Fanny, meanwhile, vexed with herself, and grieved to see Edmund's arrangements, was trying by everything in the power of her modest, gentle nature, to repulse Mr. Crawford, and avoid both his looks and inquiries; and he, unrepulsable, was persisting in both.
"What did that shake of the head mean?" said he. "What was it meant to express? Disapprobation, I fear. What had I been saying to displease you? Did you think me speaking improperly, lightly on the subject? Only tell me if I was wrong. I want to be set right. Nay, nay, I entreat you; for one moment put down your work. What did that shake of the head mean?"
In vain was her "Pray, sir, don't; pray, Mr. Crawford," repeated; and in vain did she try to move away. In the same low, eager voice, he went on, reurging the same questions. She grew more agitated and displeased.
"How can you, sir? You quite astonish me; I wonder how you can—"
"Do I astonish you?" said he. "Do you wonder? I will explain to you instantly all that makes me urge you in this manner, all that gives me an interest in what you look and do. I will not leave you to wonder long."
In spite of herself, she could not help half a smile, but she said nothing.
"You shook your head at my saying that I should not like the duties of a clergyman for a constancy. Yes, that was the word. Constancy: I am not afraid of the word. I see nothing alarming in the word. Did you think I ought?"
"Perhaps, sir," said Fanny, wearied at last into speaking—"perhaps, sir, I thought it was a pity you did not always know yourself as well as you seemed to do at that moment."
Crawford, delighted to get her to speak at any rate, was determined to keep it up; and poor Fanny, who had hoped to silence him by such extreme reproof, found herself sadly mistaken, and that it was only a change from one set of words to another. He had always something to entreat the explanation of. The opportunity was too fair. None such might occur again before his leaving Mansfield. Lady Bertram's being just on the other side of the table was a trifle, for she was only half-awake, and Edmund's advertisements were still proving most useful.

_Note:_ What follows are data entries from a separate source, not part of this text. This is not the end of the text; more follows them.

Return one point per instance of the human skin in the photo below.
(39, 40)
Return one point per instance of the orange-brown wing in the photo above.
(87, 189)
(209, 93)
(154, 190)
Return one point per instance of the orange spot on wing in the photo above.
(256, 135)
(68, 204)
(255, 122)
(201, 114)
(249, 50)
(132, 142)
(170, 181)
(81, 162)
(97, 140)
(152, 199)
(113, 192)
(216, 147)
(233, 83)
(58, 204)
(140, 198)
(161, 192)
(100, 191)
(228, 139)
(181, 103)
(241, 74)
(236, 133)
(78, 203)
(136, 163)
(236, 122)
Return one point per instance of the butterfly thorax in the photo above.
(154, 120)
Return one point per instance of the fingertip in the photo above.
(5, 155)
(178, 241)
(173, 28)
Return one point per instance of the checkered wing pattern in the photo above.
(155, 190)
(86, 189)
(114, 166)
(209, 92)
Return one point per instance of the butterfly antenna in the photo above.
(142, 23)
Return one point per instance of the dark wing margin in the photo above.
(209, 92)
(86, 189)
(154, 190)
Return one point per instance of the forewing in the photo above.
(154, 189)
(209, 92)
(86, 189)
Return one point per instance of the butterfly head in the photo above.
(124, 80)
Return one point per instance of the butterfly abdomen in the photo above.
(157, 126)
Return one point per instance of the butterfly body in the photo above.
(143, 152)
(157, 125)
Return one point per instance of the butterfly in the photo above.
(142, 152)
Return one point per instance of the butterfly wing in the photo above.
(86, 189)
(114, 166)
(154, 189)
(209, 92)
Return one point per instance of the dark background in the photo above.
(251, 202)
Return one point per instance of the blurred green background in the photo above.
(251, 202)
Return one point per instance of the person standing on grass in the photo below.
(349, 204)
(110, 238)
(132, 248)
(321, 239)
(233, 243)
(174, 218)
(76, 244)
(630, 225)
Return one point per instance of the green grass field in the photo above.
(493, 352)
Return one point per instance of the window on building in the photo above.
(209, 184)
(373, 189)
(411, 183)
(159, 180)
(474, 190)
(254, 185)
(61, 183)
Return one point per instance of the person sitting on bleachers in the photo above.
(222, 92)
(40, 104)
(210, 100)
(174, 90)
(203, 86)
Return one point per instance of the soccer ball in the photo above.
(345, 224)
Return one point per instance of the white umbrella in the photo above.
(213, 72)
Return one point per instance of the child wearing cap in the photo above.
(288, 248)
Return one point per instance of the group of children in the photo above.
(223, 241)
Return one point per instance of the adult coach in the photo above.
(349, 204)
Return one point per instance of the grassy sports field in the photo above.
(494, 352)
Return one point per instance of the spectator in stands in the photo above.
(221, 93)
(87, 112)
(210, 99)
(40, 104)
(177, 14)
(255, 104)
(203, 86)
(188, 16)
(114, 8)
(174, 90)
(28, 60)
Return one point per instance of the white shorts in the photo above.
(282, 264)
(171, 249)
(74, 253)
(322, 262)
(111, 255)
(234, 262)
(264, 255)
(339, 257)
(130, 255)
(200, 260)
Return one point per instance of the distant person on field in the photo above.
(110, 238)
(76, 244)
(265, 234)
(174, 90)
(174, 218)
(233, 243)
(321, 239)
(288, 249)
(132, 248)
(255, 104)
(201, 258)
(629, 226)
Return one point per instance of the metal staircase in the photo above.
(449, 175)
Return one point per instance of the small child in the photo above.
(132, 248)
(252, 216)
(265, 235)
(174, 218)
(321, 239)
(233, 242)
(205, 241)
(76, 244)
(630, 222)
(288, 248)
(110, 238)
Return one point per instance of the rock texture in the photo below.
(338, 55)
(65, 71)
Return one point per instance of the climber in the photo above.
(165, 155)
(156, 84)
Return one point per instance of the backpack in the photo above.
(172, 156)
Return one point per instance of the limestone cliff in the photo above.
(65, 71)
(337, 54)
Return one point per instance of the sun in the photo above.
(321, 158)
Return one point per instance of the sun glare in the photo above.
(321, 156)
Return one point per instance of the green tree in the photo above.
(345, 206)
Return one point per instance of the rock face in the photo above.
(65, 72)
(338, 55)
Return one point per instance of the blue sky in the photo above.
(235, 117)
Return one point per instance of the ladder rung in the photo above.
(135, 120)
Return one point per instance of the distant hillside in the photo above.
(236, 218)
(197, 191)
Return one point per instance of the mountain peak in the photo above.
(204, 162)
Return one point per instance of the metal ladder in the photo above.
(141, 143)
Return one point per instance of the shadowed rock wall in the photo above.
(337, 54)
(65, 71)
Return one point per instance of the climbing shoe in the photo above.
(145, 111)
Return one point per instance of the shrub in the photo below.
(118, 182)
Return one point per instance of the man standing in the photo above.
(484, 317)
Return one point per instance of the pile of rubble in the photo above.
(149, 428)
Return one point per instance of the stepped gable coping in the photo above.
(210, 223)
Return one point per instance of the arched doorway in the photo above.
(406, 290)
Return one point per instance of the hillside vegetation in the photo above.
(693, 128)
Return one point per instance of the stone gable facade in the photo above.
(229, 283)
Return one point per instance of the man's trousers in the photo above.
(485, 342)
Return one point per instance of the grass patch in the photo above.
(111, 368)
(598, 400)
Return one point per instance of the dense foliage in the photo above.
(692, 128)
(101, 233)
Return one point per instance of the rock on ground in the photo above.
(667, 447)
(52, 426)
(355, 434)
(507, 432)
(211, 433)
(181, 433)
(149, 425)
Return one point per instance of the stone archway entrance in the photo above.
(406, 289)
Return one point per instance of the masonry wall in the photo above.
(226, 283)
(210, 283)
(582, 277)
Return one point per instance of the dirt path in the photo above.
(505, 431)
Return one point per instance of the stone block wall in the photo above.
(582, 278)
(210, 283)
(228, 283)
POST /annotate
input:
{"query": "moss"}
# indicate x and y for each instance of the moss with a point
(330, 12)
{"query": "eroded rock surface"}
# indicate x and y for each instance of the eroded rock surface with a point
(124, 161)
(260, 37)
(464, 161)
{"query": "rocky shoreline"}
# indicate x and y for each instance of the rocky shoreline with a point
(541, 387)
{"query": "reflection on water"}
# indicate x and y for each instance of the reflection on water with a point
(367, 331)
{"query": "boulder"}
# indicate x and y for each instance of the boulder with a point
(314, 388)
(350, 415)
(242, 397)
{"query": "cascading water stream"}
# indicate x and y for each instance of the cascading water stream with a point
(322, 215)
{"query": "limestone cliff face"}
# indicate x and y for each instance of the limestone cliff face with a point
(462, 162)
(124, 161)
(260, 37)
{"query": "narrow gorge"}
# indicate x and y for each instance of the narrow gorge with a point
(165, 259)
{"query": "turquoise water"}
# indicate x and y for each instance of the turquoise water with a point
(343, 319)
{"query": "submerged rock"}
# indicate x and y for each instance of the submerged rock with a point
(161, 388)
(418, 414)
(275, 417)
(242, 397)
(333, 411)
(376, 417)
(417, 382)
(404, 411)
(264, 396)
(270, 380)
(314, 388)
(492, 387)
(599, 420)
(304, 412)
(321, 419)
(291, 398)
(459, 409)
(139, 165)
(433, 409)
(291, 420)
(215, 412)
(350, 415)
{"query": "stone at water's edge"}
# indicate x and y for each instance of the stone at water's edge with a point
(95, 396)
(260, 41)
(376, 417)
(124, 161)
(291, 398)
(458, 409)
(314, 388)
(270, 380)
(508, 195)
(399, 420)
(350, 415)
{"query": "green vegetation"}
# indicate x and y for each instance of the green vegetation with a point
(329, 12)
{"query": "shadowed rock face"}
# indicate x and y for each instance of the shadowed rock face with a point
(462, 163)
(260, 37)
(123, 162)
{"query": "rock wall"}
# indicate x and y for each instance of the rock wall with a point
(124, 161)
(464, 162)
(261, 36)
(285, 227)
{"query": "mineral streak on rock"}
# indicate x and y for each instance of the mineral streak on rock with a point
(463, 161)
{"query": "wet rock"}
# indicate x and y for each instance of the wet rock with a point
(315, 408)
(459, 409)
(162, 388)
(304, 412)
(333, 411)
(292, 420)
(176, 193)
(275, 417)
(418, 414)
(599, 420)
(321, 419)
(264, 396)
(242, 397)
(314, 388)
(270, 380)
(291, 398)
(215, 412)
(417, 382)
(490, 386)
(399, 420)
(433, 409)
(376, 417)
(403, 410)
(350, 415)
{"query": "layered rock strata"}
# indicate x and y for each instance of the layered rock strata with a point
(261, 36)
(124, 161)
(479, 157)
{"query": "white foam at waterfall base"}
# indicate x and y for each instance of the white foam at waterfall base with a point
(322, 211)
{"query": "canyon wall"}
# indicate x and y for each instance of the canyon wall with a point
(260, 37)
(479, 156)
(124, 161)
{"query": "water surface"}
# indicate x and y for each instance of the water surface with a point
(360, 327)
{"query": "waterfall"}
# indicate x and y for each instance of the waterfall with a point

"Well," said Crawford, after a course of rapid questions and reluctant answers; "I am happier than I was, because I now understand more clearly your opinion of me. You think me unsteady: easily swayed by the whim of the moment. But we shall see. My conduct shall speak for me; absence, distance, time shall speak for me. They shall prove that I do deserve you. You are infinitely my superior in merit, I know. You have qualities which I had not before supposed to exist in such a degree in any human creature. You have some touches of the angel in you. But still I am not frightened. It is not by equality of merit that you can be won. It is he who worships your merit the strongest, who loves you most devotedly, that has the best right to a return. There I build my confidence. By that right I do and will deserve you. Yes, dearest, sweetest Fanny. Nay" (seeing her draw back displeased), "forgive me; but by what other name can I call you? It is 'Fanny' that I think of all day, and dream of all night. You have given the name such sweetness, that nothing else can be descriptive of you."
Fanny could hardly have kept her seat any longer, had it not been for the sound of approaching relief, the sound which she had been long waiting for, and thinking strangely delayed.
The solemn procession, headed by Baddeley, of tea-board, urn, and cake-bearers, made its appearance, and delivered her. Mr. Crawford was obliged to move. She was at liberty, she was busy, she was protected.
Edmund was not sorry to be again able to speak and hear. On looking at Fanny he saw a flush of vexation; yet he hoped that so much could not have been said without some profit to the speaker.